In addition, choice of materials inside is also important, as darker and denser materials are better at absorbing the sun rays than lighter materials. Slate or granite tiles, for example, would be perfect for this application, but in our case, we’ve chosen to use a medium dark stained cork flooring to gain some of the benefits of the passive solar design without giving up any comfort of the softer floor.
The windows that face south also has to be tuned to allow for greater solar gain, measured and represented by a solar heat gain coefficent (SHGC), usually at the expense of the R-value of the windows. In our case, our south facing windows had a SGHC of 0.44 compared to 0.26 for the rest of the house, at the expense of the R-value, decreasing from 5.5 to 3.8. However, the heat gain, even in the winter, will more than compensate for the relative increase in heat loss between the two different sets of windows.
Update- In real world observations during 2011, we have noticed that on winter solstice, the sun can reach as far as 15′ into the house from the window, heating the floor and its contents for free heat in the winter, while during summer solstice, the sun reaches just the window sill, reducing the cooling demand by having very little sun inside the house. Since our house is on a smart meter with hourly usage statistics provided by Powerstream, we have been able to correlate the time-of-day usage with Environment Canada hourly weather statistics, and the heating demand was reduced by an astonishing 25% when the sun was out. Our house is not the most aggressive design for passive solar, so much better gains can be achieved by simply orienting and sizing windows and soffits and choosing materials that can absorb heat in the winter.
This entire project began with the announcement of the renewal energy program that the province of Ontario had plan to implement in April of 2009, and the feed-in tariff that was to be offered. In looking at what the best method to take advantage of the program was from a small scale perspective, we quickly realized that it would be cash flow positive from the solar panel investment, and that it would help pay for some (if not all) of the additional energy efficiency upgrades for the house. This became the lynch pin in this entire project from an energy perspective as well as from a financial perspective.
We began by looking at lots that were on streets with an east-west direction fronting on the south side of the street that were as wide as possible within our budget, while still fitting our personal requirements for area amenities. We were fortunate enough that, within a very short period of time, we were able to locate and secure the purchase of a 100′ wide lot in a suburban area of Toronto.

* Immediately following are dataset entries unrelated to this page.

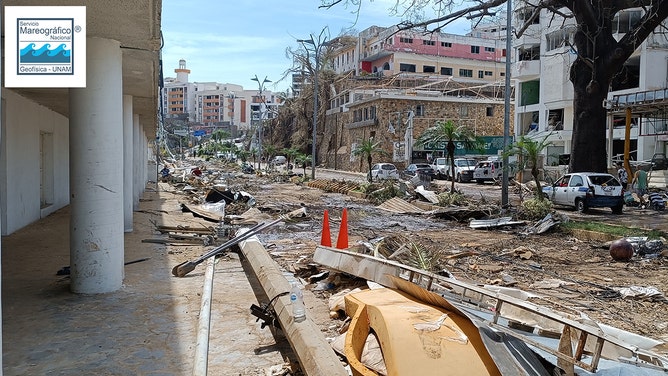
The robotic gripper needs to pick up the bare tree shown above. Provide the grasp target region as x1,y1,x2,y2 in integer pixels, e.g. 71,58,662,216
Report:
322,0,668,172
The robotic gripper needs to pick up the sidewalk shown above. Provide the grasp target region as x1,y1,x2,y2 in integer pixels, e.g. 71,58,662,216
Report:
2,184,290,376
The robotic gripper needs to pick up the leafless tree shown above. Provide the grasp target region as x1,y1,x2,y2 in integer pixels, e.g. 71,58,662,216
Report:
322,0,668,172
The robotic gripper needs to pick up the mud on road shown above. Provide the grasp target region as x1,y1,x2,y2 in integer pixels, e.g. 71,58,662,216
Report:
179,162,668,362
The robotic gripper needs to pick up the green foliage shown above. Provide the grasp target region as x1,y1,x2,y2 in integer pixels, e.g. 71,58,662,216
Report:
362,180,403,205
503,134,552,200
295,153,311,179
417,120,476,192
437,192,467,206
353,138,387,182
517,198,552,221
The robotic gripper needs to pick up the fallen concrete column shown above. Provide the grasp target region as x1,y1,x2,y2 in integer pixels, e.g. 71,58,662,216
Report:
239,236,348,376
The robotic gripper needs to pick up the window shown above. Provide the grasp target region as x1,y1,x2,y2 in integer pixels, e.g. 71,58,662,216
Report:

Our next step was to design the house to maximize the roof space available for the solar panels, and in doing so we included four design aspects for this purpose:
The first was to specify that the roof pitch for the south facing portion of the roof to be an 8/12 rise (33.7° pitch), which was within a couple of degrees of optimal for our geographic location.

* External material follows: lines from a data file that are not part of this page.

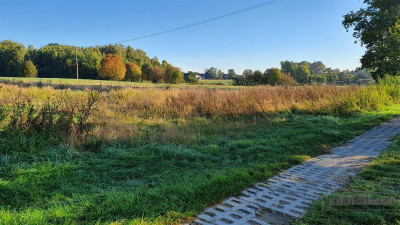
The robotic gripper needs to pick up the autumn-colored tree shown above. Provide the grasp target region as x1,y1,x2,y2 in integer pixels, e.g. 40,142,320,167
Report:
125,62,142,82
99,54,126,80
149,66,165,83
24,60,37,77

The second was to set back the 2nd floor rear wall so that the south facing roof could extend from the top of the first floor all the way to the ridge (see architectural drawings).
The third was to use two gable ends instead of a hip roof to maximize the south facing roof.
The fourth was to incorporate a tandem garage; this allowed us to add roof space and storage space without increasing the conditioned area of the house.
By incorporating the above design aspects, we were able to design a roof with over 2,300 sqft of area to mount the solar panels, which allows us to mount a 30kW PV system, very likely to be the largest roof mounted residential system in the province. In comparison, most approved systems for residential mounting in this region has been in the 6kW-8kW range, with many being as small as 2kW-3kW.
We chose to work with Honeybee Solar based on their knowledge, and their willingness to look at source different solutions, and in our case, panels and inverters that will allow us for the greatest payback. The panels are from CEEG and from Eclipsall, about 15% panel efficiency, while the inverters will be from Aim Energy (local Ontario content) through Honeybee Solar, which provides some of the highest yielding inverters on the market. In their test site in Southern Ontario, they were able to generate over the course of a year 70% more power on a flat-straight-to-the-sky panel installation than a typical DC installation. In real world use, we are expecting about 1.3kWh/W of panel, a 25-30% than a traditional string inverter installation.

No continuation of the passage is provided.